Amy Zsohar’s Interpersonal Communication classes present virtually during Sex Week
Amy Zsohar, communication studies faculty at Inver Hills Community College, reported that two sections of her Interpersonal Communication course partnered with the Center for Career Development and Community-Based Learning (CCD+CBL), Student Life, and the Counseling & Advising department to focus their learning experience through the lens of domestic violence, sexual assault, and healthy relationships. Today’s Inver Hills News post will spotlight projects on sexual assault. You can view projects on domestic violence by reading the Inver Hills News story, “Students Research Domestic Violence.”

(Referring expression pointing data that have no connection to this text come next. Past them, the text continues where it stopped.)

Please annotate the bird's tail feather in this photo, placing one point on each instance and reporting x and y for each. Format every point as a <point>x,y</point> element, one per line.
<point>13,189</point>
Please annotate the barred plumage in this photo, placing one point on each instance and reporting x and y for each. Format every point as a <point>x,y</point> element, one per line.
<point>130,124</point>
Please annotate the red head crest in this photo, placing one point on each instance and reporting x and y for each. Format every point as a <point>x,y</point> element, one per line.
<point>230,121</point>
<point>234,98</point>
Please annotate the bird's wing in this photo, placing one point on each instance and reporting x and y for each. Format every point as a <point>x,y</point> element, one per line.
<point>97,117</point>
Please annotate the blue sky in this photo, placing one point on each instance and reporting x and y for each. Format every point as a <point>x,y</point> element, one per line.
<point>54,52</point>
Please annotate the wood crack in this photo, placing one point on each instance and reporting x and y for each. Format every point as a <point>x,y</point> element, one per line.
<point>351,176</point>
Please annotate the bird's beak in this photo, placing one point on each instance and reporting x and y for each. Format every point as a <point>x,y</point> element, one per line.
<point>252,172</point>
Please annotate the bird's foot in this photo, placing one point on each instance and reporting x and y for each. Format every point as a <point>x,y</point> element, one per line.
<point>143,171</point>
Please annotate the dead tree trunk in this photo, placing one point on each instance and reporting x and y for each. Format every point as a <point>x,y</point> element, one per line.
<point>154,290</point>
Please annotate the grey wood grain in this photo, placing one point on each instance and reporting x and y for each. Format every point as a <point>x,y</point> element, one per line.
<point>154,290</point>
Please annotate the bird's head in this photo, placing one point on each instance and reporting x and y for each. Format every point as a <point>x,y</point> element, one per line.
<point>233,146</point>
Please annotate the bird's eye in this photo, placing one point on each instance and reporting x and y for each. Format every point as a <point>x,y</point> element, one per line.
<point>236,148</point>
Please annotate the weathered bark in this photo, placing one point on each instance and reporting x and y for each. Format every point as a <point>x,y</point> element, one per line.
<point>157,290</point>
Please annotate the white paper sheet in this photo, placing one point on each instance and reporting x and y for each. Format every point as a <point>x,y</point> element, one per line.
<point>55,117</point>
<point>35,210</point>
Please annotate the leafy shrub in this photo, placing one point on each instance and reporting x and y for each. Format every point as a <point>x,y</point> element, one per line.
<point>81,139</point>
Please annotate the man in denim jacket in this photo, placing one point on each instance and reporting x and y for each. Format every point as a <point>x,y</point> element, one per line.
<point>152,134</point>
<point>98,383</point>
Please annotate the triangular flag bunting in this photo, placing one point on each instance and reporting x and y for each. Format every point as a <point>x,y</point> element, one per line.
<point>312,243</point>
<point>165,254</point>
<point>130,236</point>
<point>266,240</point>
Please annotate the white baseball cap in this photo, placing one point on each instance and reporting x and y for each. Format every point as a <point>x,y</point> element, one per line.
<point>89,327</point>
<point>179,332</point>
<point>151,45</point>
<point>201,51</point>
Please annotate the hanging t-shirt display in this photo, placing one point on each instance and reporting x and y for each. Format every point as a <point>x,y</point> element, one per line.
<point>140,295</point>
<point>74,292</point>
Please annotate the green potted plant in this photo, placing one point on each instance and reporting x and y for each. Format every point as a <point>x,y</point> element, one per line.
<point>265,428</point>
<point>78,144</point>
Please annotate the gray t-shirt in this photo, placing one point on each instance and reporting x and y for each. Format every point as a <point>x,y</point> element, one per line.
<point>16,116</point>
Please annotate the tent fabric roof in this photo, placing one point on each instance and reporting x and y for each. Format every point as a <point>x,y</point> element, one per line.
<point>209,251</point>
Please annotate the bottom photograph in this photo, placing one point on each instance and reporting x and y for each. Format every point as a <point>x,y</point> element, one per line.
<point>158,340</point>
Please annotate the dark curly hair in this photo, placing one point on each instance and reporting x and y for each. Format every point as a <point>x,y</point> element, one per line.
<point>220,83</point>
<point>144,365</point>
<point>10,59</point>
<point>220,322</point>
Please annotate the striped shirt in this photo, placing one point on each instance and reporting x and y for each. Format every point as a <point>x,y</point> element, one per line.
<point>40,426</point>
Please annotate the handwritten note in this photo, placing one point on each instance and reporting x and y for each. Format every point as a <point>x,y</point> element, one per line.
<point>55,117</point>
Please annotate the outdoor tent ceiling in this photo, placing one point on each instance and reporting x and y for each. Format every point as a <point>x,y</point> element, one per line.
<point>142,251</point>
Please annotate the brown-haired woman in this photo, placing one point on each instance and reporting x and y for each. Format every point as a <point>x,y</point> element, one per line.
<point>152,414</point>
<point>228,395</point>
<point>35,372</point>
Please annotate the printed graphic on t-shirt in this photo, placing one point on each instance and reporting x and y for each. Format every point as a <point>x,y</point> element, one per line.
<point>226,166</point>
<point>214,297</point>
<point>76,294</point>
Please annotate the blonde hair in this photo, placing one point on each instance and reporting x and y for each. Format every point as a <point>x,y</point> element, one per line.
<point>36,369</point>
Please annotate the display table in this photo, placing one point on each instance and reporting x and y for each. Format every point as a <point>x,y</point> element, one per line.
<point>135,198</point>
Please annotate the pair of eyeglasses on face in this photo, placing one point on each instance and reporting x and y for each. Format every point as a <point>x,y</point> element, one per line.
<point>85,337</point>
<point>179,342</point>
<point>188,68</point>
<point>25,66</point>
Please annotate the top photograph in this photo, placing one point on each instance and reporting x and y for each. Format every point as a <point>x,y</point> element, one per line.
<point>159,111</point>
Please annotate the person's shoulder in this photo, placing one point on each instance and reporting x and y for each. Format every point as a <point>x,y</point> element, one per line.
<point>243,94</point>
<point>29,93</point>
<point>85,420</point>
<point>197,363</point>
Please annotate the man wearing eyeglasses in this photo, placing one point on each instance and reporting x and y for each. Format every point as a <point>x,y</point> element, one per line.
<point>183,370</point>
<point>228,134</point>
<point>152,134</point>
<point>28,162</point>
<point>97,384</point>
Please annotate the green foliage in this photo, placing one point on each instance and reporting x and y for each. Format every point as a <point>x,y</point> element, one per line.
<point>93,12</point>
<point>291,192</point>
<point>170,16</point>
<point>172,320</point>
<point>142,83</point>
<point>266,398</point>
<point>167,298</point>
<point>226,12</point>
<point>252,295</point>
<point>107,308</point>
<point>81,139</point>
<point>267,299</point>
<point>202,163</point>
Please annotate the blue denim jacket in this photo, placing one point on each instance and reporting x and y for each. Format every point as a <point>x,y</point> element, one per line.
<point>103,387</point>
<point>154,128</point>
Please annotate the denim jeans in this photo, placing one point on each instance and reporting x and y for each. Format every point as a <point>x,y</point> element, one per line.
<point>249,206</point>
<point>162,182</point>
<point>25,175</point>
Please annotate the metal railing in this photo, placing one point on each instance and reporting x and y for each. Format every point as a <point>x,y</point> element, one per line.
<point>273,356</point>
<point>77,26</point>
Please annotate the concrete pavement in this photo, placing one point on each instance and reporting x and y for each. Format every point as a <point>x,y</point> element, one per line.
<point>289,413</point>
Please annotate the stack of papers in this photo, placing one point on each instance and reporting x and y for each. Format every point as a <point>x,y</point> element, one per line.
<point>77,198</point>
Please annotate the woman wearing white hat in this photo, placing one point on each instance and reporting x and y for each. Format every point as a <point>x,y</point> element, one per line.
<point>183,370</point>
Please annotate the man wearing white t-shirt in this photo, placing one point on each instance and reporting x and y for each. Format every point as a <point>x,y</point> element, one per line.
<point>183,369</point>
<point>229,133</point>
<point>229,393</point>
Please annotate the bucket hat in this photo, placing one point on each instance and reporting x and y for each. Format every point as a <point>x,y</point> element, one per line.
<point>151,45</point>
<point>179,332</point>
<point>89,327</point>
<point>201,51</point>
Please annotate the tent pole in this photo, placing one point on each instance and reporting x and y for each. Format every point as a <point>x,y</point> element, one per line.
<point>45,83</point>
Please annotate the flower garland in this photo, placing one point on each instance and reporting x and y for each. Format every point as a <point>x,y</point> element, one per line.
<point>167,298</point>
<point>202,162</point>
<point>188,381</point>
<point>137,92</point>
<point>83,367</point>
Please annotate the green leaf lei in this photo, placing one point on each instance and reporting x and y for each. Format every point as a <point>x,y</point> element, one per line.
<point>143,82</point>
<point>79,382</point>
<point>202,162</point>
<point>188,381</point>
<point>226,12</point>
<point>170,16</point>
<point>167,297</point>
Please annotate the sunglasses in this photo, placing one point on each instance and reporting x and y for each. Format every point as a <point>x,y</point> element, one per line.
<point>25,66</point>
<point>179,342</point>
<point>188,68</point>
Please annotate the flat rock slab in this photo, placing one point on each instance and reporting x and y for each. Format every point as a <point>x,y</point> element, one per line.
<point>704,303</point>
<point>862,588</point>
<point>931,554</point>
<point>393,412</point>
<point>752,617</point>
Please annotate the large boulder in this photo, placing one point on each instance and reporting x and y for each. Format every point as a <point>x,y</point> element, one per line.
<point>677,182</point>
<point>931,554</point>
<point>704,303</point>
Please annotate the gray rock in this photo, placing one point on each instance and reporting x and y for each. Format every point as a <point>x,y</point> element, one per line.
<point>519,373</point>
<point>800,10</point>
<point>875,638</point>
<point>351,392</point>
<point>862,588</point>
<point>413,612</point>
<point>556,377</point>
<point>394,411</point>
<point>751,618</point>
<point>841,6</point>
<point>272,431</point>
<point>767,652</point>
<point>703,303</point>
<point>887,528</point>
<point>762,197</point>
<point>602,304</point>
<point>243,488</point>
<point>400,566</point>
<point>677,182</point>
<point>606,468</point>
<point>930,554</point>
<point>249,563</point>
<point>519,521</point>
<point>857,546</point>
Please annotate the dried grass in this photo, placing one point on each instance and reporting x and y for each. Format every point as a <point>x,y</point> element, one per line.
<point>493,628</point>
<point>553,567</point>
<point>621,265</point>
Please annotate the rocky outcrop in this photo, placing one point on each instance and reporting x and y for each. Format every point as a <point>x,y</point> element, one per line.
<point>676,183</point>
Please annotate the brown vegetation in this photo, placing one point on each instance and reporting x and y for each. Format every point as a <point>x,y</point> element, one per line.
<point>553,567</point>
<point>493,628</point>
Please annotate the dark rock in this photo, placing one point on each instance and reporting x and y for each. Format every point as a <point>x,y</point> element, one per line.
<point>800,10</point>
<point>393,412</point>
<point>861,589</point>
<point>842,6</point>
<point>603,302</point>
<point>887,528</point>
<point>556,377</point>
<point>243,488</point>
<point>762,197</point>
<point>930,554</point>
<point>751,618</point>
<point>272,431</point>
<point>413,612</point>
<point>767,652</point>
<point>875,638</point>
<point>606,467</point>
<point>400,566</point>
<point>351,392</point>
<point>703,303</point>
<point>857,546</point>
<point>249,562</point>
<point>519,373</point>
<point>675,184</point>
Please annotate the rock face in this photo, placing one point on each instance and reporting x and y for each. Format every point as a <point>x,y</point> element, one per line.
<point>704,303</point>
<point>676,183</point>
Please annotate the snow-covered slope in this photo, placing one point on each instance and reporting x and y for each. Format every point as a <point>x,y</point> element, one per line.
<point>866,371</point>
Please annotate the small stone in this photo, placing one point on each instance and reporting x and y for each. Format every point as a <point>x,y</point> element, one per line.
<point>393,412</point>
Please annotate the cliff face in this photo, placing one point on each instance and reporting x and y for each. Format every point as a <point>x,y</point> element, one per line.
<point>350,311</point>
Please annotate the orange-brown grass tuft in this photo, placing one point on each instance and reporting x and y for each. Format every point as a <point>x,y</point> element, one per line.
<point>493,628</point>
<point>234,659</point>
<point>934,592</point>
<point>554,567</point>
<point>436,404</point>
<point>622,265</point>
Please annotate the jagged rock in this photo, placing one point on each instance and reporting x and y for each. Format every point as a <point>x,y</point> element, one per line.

“My students attended an advocacy training session led by Nicki Bottko Woods, student life associate director, and Jenni Yamada, student life activities coordinator, ” Amy said. “They spent a day learning about the impact of toxic masculinity on intersectional identities from Kyle Tran Myhre, better known as Guante.”
Amy added that her students studied the presence of sexual assault and domestic violence in popular culture. On Student Success Day during spring semester 2020, a number of her students hosted a table in the Fine Arts lobby, collecting almost 100 signatures from Inver Hills campus community members making a commitment to fight sexual assault and domestic violence in concert with the Minnesota Coalition Against Sexual Assault (MNCASA).
“The students researched topics with the goal to help educate the Inver Hills student population,” Amy said. “The original assignment involved presenting brief lessons in The Lounge in the College Center during Sex Week at Inver Hills, April 27 through April 30. Once the COVID-19 pandemic hit and Minnesota’s governor issued a stay-at-home order, the students quickly rose to the challenge of adapting their projects to a more technology-based model.”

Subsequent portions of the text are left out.